Anna Grayson: The Photographic Art Thief
17 December 2020
RAMM plays host to the Mona Lisa, The Girl with a Pearl Earring, The Scream, plus Van Goghs, Magrittes, and many more masterpieces this winter, but with a twist – the famous works have been recreated as pastiche photographs by artist Anna Grayson, for her solo show The Photographic Art Thief.
‘I don’t really actually steal them,’ says Anna Grayson, ‘but, I am a great lover of museums and art galleries and dream of having my very own collection of famous works of art. So, I have re-made and updated my favourite masterpieces with photography.’

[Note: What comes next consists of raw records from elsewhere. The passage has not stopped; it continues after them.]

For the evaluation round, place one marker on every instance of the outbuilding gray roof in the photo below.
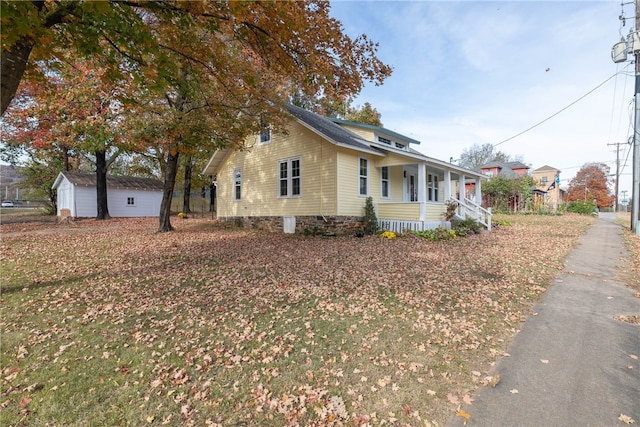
(122, 182)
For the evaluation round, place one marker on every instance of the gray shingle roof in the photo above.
(332, 131)
(126, 182)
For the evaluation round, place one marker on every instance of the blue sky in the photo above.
(477, 72)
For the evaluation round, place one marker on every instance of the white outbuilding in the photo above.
(126, 196)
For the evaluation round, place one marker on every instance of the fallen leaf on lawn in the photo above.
(463, 414)
(25, 401)
(453, 399)
(494, 380)
(626, 419)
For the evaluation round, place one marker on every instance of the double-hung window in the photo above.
(363, 173)
(384, 182)
(289, 175)
(237, 184)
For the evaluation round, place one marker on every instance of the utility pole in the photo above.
(617, 144)
(635, 209)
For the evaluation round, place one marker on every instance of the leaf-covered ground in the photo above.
(109, 323)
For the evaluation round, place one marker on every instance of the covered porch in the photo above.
(427, 187)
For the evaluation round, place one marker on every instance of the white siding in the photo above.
(86, 204)
(82, 201)
(65, 197)
(147, 203)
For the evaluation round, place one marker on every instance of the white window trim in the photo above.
(388, 181)
(237, 172)
(290, 177)
(266, 129)
(366, 177)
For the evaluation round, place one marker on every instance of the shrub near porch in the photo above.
(125, 326)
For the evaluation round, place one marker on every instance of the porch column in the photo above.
(422, 190)
(447, 186)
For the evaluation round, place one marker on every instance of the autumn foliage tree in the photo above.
(230, 65)
(72, 108)
(591, 183)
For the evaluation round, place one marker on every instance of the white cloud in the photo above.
(472, 72)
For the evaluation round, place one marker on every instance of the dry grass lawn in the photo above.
(109, 323)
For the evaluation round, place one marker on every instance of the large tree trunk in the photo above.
(12, 66)
(188, 171)
(170, 172)
(101, 185)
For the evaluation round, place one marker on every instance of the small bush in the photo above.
(450, 212)
(581, 207)
(370, 219)
(467, 226)
(435, 235)
(501, 223)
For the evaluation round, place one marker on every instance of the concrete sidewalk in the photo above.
(572, 364)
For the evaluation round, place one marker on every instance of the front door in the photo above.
(412, 188)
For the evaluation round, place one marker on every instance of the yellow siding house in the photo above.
(319, 174)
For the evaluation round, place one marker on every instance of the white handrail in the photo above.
(469, 208)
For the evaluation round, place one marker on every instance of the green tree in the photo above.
(365, 114)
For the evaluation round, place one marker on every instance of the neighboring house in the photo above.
(548, 192)
(508, 169)
(319, 174)
(126, 196)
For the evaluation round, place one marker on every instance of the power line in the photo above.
(565, 108)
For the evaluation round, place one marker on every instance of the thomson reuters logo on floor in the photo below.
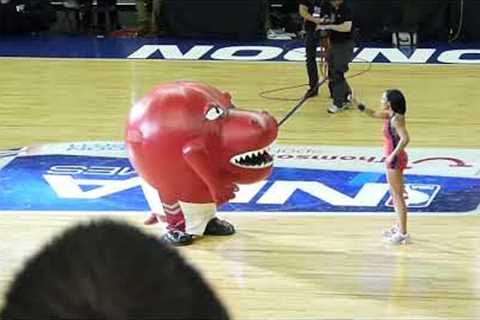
(305, 180)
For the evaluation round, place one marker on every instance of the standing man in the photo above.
(336, 18)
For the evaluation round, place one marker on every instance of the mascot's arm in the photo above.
(196, 156)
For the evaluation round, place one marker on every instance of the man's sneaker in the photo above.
(399, 238)
(333, 109)
(348, 102)
(177, 238)
(312, 92)
(391, 231)
(217, 227)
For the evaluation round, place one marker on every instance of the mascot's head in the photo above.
(173, 114)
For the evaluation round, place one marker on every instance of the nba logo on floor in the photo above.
(419, 195)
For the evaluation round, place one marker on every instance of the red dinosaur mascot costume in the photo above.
(189, 142)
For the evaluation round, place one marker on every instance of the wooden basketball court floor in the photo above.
(275, 267)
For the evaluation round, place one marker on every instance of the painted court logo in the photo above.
(305, 180)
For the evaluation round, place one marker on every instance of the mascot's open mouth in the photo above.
(256, 159)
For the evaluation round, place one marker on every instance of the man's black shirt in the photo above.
(336, 16)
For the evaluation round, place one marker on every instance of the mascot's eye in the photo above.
(214, 113)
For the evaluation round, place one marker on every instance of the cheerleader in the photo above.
(396, 138)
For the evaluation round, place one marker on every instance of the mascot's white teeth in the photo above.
(256, 159)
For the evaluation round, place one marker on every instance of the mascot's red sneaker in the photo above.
(193, 146)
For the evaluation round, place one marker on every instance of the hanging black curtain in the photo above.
(237, 19)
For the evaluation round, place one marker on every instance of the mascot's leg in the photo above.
(177, 234)
(166, 208)
(200, 220)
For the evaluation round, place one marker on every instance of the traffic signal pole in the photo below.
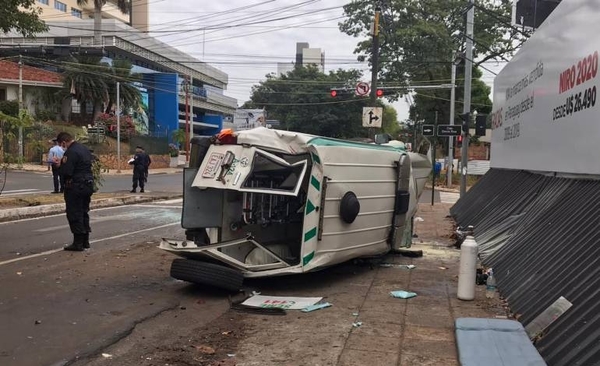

Anna Grayson is a geologist by training and was a BBC presenter and science writer by profession; she re-trained as an artist at the age of 60, and her work was featured by Grayson Perry in Channel 4’s Grayson’s Art Club earlier this year. As well as Leonardo and Vermeer, The Photographic Art Thief includes Anna’s interpretations of Van Eyck, Manet, Millais, and the latest acquisition at the National Gallery by Artemesia Gentileschi, a self-portrait of the celebrated artist. Much of Anna’s work is humorous, but there is a serious side too with clear themes of gender, feminism and social commentary.
Anna says: ‘It is an opportunity for everyone to dip into a bit of art history, and for culture vultures to ask a few more questions about the famous art they love. Above all it is a celebration of the whole concept of public art galleries and museums, and what we take with us from these institutions.’
‘I am so delighted that my very first solo show in a public museum will be at RAMM. I have worked a lot in museums during my career as a scientist and broadcaster, and this in my opinion is one of the very best in the country. There is just so much there, so much to inspire and uplift.’
Anna has shot some new work especially for this show, some reflecting lockdown, but one celebrating a part of the Museum’s collection close to her heart; the geological gallery. ‘I love the Dutch style of still life, with the hidden message of the vanitas or memento mori reminding us of the fate that awaits us all. You can’t get that message more than with fossils, and many of them would have been good to eat when alive, so I made an arrangement of specimens to look like food, and lit the scene like a Dutch still life.’